Privacy Policy

How we process personal data on this website.

Last updated: January 2026

Controller

Company: exisia OÜ

Legal form: Private limited company (osaühing)

Managing director / content responsibility: Felix Nagel

Address:
Sepapaja 6
15551 Tallinn
Estonia

Email: contact@exisia.com

Phone: +49 152 23321797

Data controller within the meaning of Art. 4(7) GDPR. Contact details and representative see below.

Purposes and legal bases

Website delivery and security (Art. 6(1)(f) GDPR)

When you access our site, the server temporarily processes data such as IP address, date/time, URL, referrer, and user agent to deliver the site, ensure stability, and detect misuse. The logs are evaluated only for security and troubleshooting.

Hosting and infrastructure (Art. 6(1)(f) GDPR)

We host this site with Hetzner in EU data centers. Connection data (e.g., IP address, timestamps, user agent) is processed to provide the service, prevent abuse, and ensure availability. Basic uptime/monitoring metrics are collected in aggregated form without personal profiles. No third-party analytics are in use.

Contact requests (Art. 6(1)(b) and (f) GDPR)

If you contact us, we process the data you provide to respond to the inquiry and for possible pre-contractual steps. Providing this data is voluntary, but we may be unable to respond without it.

Cookies and tracking

We currently do not use non-essential cookies or third-party trackers. Essential cookies may be used only where technically required (e.g., to remember UI preferences). You can configure your browser to block cookies.

Recipients / processors

  • Hetzner Online GmbH (infrastructure/hosting in EU) acting as processor under Art. 28 GDPR.
  • Service providers we engage for support, maintenance, or communications, bound by confidentiality and instructions.

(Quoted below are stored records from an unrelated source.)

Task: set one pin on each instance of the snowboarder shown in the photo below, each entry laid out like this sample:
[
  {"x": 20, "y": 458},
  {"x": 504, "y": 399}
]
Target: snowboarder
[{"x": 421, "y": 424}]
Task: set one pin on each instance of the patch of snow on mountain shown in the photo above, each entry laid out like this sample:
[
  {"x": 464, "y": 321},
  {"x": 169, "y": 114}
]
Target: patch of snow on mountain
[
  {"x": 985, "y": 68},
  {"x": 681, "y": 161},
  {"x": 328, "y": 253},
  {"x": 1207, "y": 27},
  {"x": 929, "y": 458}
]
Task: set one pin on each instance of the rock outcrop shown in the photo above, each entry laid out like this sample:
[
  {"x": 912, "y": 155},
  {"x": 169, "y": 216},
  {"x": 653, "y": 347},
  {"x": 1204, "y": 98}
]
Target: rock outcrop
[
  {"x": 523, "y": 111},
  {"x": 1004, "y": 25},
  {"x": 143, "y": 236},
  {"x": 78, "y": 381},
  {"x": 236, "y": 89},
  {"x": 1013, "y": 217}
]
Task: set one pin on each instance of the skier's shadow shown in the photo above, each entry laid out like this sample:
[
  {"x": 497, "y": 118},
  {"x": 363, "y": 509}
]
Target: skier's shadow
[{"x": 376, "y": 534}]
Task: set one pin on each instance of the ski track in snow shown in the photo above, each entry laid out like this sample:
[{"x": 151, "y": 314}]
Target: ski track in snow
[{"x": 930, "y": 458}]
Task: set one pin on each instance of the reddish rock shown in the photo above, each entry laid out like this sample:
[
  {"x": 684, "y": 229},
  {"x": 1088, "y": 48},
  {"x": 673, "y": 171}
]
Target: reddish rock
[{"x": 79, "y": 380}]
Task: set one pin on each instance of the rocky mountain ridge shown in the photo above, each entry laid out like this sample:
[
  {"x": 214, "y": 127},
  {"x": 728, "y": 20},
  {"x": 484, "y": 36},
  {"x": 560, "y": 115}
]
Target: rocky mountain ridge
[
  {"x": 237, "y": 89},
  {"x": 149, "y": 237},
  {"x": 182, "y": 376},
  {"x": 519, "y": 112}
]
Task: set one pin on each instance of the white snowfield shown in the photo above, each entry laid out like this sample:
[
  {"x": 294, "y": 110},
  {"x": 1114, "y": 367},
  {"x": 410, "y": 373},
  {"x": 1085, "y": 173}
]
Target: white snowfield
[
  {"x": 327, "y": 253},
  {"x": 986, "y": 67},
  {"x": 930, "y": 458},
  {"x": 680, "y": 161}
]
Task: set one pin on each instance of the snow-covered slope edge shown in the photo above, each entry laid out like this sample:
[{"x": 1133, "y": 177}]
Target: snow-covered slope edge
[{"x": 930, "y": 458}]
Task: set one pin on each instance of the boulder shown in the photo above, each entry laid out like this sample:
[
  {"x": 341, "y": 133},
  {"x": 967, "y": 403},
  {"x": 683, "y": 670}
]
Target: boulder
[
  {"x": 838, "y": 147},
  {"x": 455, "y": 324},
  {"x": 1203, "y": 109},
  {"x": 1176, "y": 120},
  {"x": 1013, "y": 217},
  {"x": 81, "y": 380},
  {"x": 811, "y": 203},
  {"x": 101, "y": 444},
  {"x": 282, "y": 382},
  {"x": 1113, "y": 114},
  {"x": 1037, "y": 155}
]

Transfers to third countries

We host in the EU/EEA (Hetzner). We currently do not transfer personal data to third countries. If this changes, we will ensure an adequate level of protection (e.g., EU Standard Contractual Clauses) and update this notice.

Storage periods

  • Server log files at Hetzner are deleted automatically after up to 30 days unless longer retention is necessary to clarify incidents.
  • Aggregated technical metrics (non-identifying) are kept for service stability for up to 12 months.
  • Contact inquiries are stored as long as necessary to process the request and to comply with statutory retention duties (usually up to 6 years for business correspondence).

Your rights

  • Right of access (Art. 15 GDPR)
  • Right to rectification (Art. 16 GDPR)
  • Right to erasure (Art. 17 GDPR)
  • Right to restriction of processing (Art. 18 GDPR)
  • Right to object to processing based on Art. 6(1)(f) GDPR (Art. 21 GDPR)
  • Right to data portability (Art. 20 GDPR)
  • Right to withdraw consent at any time with future effect

Right to lodge a complaint

You may lodge a complaint with a data protection supervisory authority, in particular in the EU/EEA member state of your habitual residence, place of work, or of the alleged infringement. In Estonia, this is the Estonian Data Protection Inspectorate (AKI).

Contact for privacy matters

Use the contact details above for privacy-related requests. We respond without undue delay.